The indictment in People v. Bucchierre, supra, 57 Cal. App. 2d 153, charged a conspiracy to violate the Employment Agency Act. The court stated (p. 163):

"The association of persons with an honest intent is not conspiracy, and one of the tests on a conspiracy trial is, did the accused act in ignorance without criminal intent? In other words, did they honestly entertain a belief that they were not committing an unlawful act? (People v. Eiseman, 78 Cal. App. 223 [248 P. 716].)"

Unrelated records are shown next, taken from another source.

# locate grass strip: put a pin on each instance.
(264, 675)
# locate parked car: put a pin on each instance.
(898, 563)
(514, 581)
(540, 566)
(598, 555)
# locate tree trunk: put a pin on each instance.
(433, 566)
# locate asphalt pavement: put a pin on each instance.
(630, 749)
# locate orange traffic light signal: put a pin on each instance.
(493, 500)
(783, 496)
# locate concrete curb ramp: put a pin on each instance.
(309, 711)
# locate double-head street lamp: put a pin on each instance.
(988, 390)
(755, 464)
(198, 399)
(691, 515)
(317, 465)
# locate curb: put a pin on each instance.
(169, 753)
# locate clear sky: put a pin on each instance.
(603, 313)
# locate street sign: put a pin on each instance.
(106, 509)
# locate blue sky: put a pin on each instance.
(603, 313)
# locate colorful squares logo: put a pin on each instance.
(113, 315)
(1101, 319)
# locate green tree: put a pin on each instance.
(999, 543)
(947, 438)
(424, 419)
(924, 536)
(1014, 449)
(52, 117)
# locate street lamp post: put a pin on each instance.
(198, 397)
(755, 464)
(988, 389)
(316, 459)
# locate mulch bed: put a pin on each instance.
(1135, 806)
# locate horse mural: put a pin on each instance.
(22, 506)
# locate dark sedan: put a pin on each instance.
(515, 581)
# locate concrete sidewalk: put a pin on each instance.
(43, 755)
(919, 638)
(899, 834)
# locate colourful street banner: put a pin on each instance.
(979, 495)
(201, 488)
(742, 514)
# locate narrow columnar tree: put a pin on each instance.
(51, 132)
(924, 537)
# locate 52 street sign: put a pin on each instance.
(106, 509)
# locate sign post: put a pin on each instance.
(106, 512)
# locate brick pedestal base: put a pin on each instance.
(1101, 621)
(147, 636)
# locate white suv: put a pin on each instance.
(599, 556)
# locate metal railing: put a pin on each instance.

In People v. McLaughlin, supra, 111 Cal. App. 2d 781, the charge was a conspiracy to violate sections 31 (defining principals) and 32 (defining accessories) and subdivisions 1, 2, 4, and 6 of section 337a (bookmaking) of the Penal Code. The court stated (p. 788):

"Appellants say they are innocent because they had no criminal intent, no corrupt motive, made no agreement to commit a crime. ... No doctrine is more universal or of more ancient vintage in the law than that ignorance of the law excuses no one. That doctrine still strides the world. ... One cannot avoid conviction if his sole defense to the indictment is his ignorance of the law. ... The guilt of those who conspire to do an act which is prohibited by law is measured by their intent with reference to the act to be performed and not by the amount of their knowledge or ignorance of whether such acts are contrary to statute. [Citations.] Knowledge of the law is imputed and need not be demonstrated by proof of the state of the inner consciousness of the actor. In other words, so long as an evil design filled the heart of a conspirator he is deemed to have known the legal consequences of his act. An unlawful intent is logically inferred from the doing of an unlawful act. [Citations.] * * *

"The gist of the crime of conspiracy is a corrupt agreement of two or more persons to commit an offense against the state. Whether the conspiracy is a crime depends upon the intention of the accused construed in connection with the purpose contemplated. [Citations.] If appellants intended to violate the law and agreed to abet others in doing so their purpose was corrupt; their intent was evil. [Citation.] Where several persons are accused of having conspired to abet others to violate the law, the only question for the trial court's determination is whether they violated the law; not whether they had knowledge of the law violated. [Citation.] ...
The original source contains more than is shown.